Fêté le 11 novembre, Saint Martin était soldat dans les armées romaines. C’est à ce titre qu’il aurait donné, à un mendiant qui se tenait devant les portes de l’antique cité d’Amiens, la moitié de son manteau d’officier. L’autre moitié étant propriété de l’armée, elle ne lui appartenait donc pas. Converti au christianisme, il deviendra par la suite évêque de Tours et l’un des plus zélés évangélisateurs de la Gaule.

Traditionnellement, l’iconographie le représente à cheval, en train de couper justement sa cape d’officier. Geste hautement symbolique, acte de charité suprême destiné à couvrir le pauvre mendiant qui, d’après les textes anciens, n’était autre que le Christ. Une sculpture du XVIème siècle, précieusement conservée dans la chapelle de la Madeleine à Louppy-sur-Loison, dans le Nord meusien, nous montre précisément Saint Martin, en habit de la Renaissance, en train de couper son manteau pour le donner à un mendiant aux allures de vieillard. Un Saint Martin particulièrement élégant avec son pourpoint bleuté, ses bottes et son grand chapeau !

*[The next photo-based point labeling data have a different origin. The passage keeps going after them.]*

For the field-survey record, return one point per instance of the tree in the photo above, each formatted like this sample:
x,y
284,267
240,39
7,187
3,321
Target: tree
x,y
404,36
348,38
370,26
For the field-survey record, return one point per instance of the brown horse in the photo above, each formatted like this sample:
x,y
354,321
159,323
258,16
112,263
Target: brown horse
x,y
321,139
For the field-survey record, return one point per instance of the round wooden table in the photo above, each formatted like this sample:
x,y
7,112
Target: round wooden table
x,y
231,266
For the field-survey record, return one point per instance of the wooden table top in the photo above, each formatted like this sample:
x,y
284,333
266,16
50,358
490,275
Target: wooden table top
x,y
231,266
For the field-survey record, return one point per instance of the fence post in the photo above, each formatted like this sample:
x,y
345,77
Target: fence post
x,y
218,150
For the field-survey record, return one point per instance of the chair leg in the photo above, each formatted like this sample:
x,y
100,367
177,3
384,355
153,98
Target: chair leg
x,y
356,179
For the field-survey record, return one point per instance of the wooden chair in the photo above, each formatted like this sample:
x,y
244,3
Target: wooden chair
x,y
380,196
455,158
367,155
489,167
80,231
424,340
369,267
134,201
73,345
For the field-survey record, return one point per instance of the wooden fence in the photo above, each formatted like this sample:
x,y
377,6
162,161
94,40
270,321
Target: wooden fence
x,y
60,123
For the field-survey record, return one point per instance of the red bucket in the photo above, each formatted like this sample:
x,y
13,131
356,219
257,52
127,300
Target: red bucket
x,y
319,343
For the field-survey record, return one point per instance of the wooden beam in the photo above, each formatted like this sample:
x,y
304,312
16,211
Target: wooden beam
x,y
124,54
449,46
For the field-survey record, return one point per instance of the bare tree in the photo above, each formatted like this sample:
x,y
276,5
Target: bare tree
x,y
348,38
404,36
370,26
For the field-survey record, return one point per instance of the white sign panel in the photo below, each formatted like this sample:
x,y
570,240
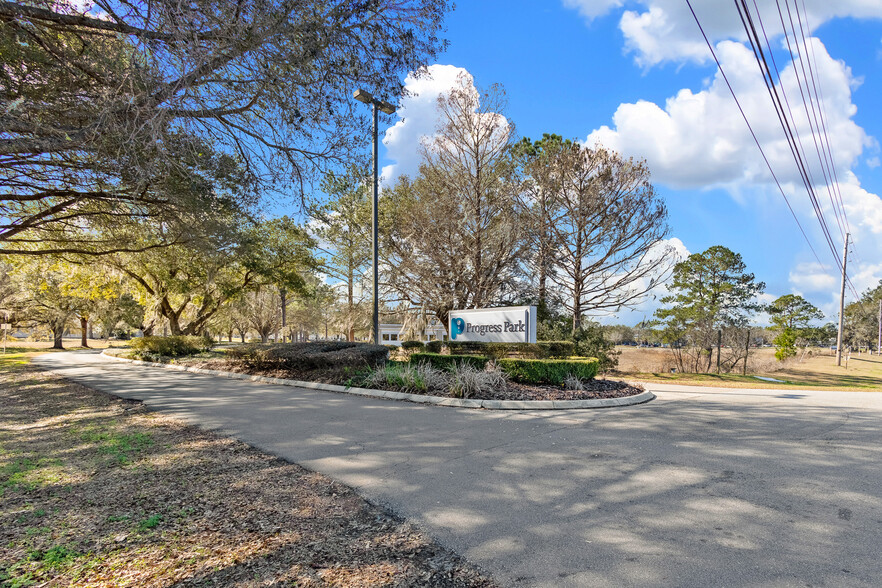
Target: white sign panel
x,y
511,324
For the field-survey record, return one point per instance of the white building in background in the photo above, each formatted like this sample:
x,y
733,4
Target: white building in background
x,y
391,333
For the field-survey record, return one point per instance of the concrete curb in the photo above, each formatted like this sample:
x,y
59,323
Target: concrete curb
x,y
418,398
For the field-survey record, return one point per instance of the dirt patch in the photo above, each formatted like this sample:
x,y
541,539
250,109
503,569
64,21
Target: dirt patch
x,y
98,491
595,389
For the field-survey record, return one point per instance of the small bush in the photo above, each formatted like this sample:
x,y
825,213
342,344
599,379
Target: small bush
x,y
434,346
310,356
469,382
414,378
174,346
541,350
447,361
571,382
467,347
548,371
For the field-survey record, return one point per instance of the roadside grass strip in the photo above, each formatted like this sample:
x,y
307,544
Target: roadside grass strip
x,y
98,491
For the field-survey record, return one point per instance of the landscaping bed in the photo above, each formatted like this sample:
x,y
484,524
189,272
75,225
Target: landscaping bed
x,y
500,389
98,491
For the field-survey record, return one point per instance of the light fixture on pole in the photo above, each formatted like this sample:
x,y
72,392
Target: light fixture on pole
x,y
377,104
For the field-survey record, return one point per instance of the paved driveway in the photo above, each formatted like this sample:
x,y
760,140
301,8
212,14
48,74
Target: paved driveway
x,y
700,487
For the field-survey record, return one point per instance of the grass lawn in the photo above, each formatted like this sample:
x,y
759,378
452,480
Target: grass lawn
x,y
98,491
863,372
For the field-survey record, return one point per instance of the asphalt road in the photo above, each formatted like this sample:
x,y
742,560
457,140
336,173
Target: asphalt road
x,y
701,487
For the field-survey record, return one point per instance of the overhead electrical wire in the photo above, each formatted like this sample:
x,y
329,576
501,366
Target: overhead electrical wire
x,y
823,110
786,117
811,95
785,121
752,133
815,128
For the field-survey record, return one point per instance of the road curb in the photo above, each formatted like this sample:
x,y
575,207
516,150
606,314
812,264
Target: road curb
x,y
641,398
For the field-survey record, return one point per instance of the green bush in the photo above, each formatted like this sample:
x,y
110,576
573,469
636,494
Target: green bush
x,y
541,350
174,346
434,346
310,356
448,361
548,371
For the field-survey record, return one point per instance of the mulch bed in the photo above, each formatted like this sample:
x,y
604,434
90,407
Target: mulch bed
x,y
595,389
598,388
98,491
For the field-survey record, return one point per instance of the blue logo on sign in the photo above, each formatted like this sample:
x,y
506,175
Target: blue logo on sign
x,y
457,326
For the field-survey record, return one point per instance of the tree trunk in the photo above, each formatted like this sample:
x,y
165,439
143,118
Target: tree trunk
x,y
57,334
719,346
84,332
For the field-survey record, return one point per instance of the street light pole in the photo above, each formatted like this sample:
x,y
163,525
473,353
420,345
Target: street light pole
x,y
377,105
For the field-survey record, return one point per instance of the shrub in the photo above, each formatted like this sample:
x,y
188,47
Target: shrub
x,y
468,381
434,346
541,350
548,371
174,346
419,378
467,347
448,361
310,356
571,382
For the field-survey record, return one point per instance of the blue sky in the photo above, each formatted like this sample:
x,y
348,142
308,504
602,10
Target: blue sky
x,y
636,76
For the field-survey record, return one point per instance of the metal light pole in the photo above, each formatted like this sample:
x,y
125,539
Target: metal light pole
x,y
377,104
842,302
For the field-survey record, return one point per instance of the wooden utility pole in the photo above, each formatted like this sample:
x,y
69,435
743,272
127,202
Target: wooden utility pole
x,y
842,303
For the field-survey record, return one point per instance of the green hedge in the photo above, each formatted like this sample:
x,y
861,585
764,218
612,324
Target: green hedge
x,y
308,356
541,350
548,371
434,346
174,346
439,361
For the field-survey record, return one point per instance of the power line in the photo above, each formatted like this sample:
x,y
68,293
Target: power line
x,y
786,125
752,133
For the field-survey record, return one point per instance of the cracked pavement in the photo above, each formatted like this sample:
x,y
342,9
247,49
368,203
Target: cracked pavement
x,y
701,487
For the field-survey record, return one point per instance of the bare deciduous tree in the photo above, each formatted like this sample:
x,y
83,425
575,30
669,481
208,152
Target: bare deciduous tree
x,y
605,223
99,104
454,235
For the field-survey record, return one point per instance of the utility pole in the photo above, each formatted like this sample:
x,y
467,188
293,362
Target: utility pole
x,y
842,303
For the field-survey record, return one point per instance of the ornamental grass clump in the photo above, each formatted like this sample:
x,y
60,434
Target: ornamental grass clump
x,y
470,382
411,378
310,356
571,382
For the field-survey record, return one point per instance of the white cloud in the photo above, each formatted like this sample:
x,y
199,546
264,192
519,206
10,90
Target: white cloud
x,y
812,278
591,9
665,30
699,139
647,308
418,115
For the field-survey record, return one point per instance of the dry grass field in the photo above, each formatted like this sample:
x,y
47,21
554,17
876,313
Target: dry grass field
x,y
818,369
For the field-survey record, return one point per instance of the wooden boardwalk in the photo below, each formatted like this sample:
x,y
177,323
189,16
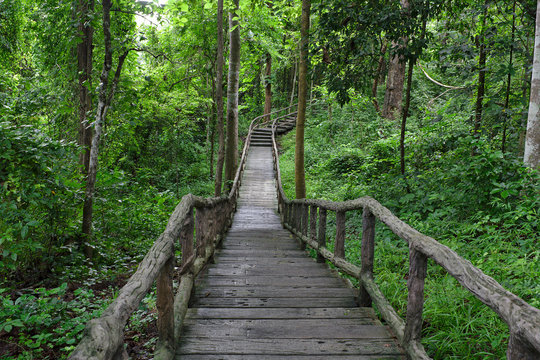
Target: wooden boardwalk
x,y
264,298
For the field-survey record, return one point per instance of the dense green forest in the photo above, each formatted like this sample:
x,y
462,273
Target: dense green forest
x,y
111,111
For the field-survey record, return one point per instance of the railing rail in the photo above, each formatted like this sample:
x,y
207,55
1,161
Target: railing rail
x,y
306,218
198,225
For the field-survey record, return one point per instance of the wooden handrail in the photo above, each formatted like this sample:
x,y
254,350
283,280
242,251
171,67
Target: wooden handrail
x,y
523,319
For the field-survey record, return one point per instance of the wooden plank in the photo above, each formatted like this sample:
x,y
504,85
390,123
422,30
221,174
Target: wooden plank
x,y
283,329
274,302
265,270
290,347
282,313
299,357
282,292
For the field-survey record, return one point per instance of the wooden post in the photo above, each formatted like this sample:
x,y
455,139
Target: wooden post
x,y
201,227
305,215
415,301
519,349
339,246
313,222
368,252
165,308
186,237
321,239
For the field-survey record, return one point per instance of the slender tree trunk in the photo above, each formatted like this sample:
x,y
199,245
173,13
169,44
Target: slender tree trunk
x,y
509,79
532,140
219,101
105,97
84,67
231,151
299,171
405,115
393,95
268,87
481,75
376,78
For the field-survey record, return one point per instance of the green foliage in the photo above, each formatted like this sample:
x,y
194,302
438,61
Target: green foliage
x,y
39,191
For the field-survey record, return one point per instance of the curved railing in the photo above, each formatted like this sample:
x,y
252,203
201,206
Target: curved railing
x,y
306,218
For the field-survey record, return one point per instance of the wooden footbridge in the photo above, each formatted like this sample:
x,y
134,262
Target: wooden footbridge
x,y
248,290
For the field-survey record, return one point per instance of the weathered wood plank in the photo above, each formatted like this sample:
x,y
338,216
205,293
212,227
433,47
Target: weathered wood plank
x,y
274,302
283,329
276,292
277,281
297,357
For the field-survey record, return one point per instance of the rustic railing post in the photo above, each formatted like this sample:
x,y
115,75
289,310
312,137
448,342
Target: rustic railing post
x,y
313,222
367,253
321,239
415,301
165,308
201,230
186,237
339,246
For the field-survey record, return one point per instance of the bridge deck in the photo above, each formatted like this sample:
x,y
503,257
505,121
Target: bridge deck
x,y
264,298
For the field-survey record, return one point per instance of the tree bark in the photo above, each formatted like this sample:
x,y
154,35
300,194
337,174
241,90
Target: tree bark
x,y
268,87
84,67
105,98
299,171
219,101
231,151
481,75
509,79
532,140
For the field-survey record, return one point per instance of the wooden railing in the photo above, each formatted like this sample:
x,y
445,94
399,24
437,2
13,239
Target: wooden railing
x,y
307,219
197,225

Créée en 2024 par l’association éponyme, la « Route patrimoniale et touristique Saint Martin en Lorraine » vise à promouvoir et à valoriser le patrimoine des églises Saint-Martin présentes sur le territoire lorrain. Cet itinéraire touristique et culturel compte aujourd’hui près de trente communes membres réparties entre la Meurthe-et-Moselle, la Meuse et la Moselle. Les édifices inscrits à la route, à l’image des églises Saint-Martin de Malzéville et de Fains-Véel, bénéficient de la mise en place d’une signalétique harmonisée, d’un site internet interactif et d’un livret de présentation. L’idée est ainsi de mettre à l’honneur la figure de Saint Martin, symbole de solidarité. Né en 316, cet officier de l’armée romaine est resté célèbre pour avoir partagé son manteau avec un mendiant à Amiens. Baptisé par la suite, il devînt ermite puis évêque de Tours, consacrant sa vie à la défense de valeurs humaines et spirituelles fortes.